What the state machine transform does
The C# compiler defines a new class to represent the state of execution. All variables that are live across await points are spilled into this class. This frees the stack and registers to be used to execute something else while awaiting.
At each await point, the compiler generates code that saves all the live variables. It then generates code that subscribes to the completion notication of the promise it is awaiting. This completion handler will resume executing the method where it left off.
When the async function reaches a return statement, it will complete the promise that was return earlier. If an exception is thrown instead, the async function machinery will catch it and store it in the promise.
An example of the state machine transform
It’s a bit easier to see in an example. Let’s go back to our AddAsync function:
static async Task<int> GetBiasAsync()
{
return 42;
}
static async Task<int> AddAsync(int a, int b)
{
int sum = a + b;
int c = await GetBiasAsync();
return sum + c;
}
This time we have defined them as static
so we don’t have to worry about spilling the this
variable.
The code the compiler generates is a bit complicated, so we will start with a simplified version.
If you are not familiar with .NET, you cannot directly use a Task
like a promise object.
Instead the TaskCompletionSource
expose a Task
object and give you the methods to move it to a completed or faulted state.
class AddAsyncStateMachine
{
// spilled variables
int sum;
public int a;
public int b;
// generated variables
TaskCompletionSource<int> source = new();
int state;
TaskAwaiter<int> taskAwaiter;
// Expose the Task
public Task<int> Task => source.Task;
public void MoveNext()
{
try
{
while (true)
{
switch (state)
{
case 0:
// Do the calucalutation. We store the value into
// a variable defined on the state machine object.

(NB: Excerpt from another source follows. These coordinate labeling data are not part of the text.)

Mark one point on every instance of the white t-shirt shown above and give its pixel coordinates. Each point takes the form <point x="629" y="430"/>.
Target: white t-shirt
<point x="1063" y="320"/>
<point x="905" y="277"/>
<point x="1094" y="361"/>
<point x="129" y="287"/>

// That way we can reference the value after we resume.
sum = a + b;
// set the state so that the next time we are run
// we will run the next step
state = 1;
// start processing the async function
taskAwaiter = GetBiasAsync().GetAwaiter();
// see if the task has already completed
if (!taskAwaiter.IsCompleted)
{
// Register a callback, so that our state machine
// resumes executing after the task completes
taskAwaiter.OnCompleted(MoveNext);
return;
}
else
{
// If the task was already done, continue executing
// without yielding to the scheduler.
}
break;
case 1:
// Record that we are in a terminal state.
state = -1;
// Get the result from the awaiter.
// This will throw if there was an error.
int c = taskAwaiter.GetResult();
// transation the task to the completed state
source.SetResult(c + sum);
break;
default:
// We are in a terminal state; nothing to do.
return;
}
}
}
catch (Exception ex)
{
// If anything goes wrong, transtion the Task
// to the faulted state.
source.SetException(ex);
}
}
}
static Task<int> AddAsync(int a, int b)
{
var sm = new AddAsyncStateMachine()
{
a = a,
b = b,
};
// start the task running
sm.MoveNext();
// return the Task so that the caller can await it
// and be notified when it completes.
return sm.Task;
}
If you want to see the actual code generated by the C# compiler, see this example on SharpLab. There are some subtleties in the generated code that differ from my idealized sketch above.
One property of C#'s implementation of async functions you can see is this example is the body of the async function begins executing before the Task is returned to the caller. This is in contrast to some other systems like Rust, where the executor is responsible for polling the future returned by the async function to drive forward progress.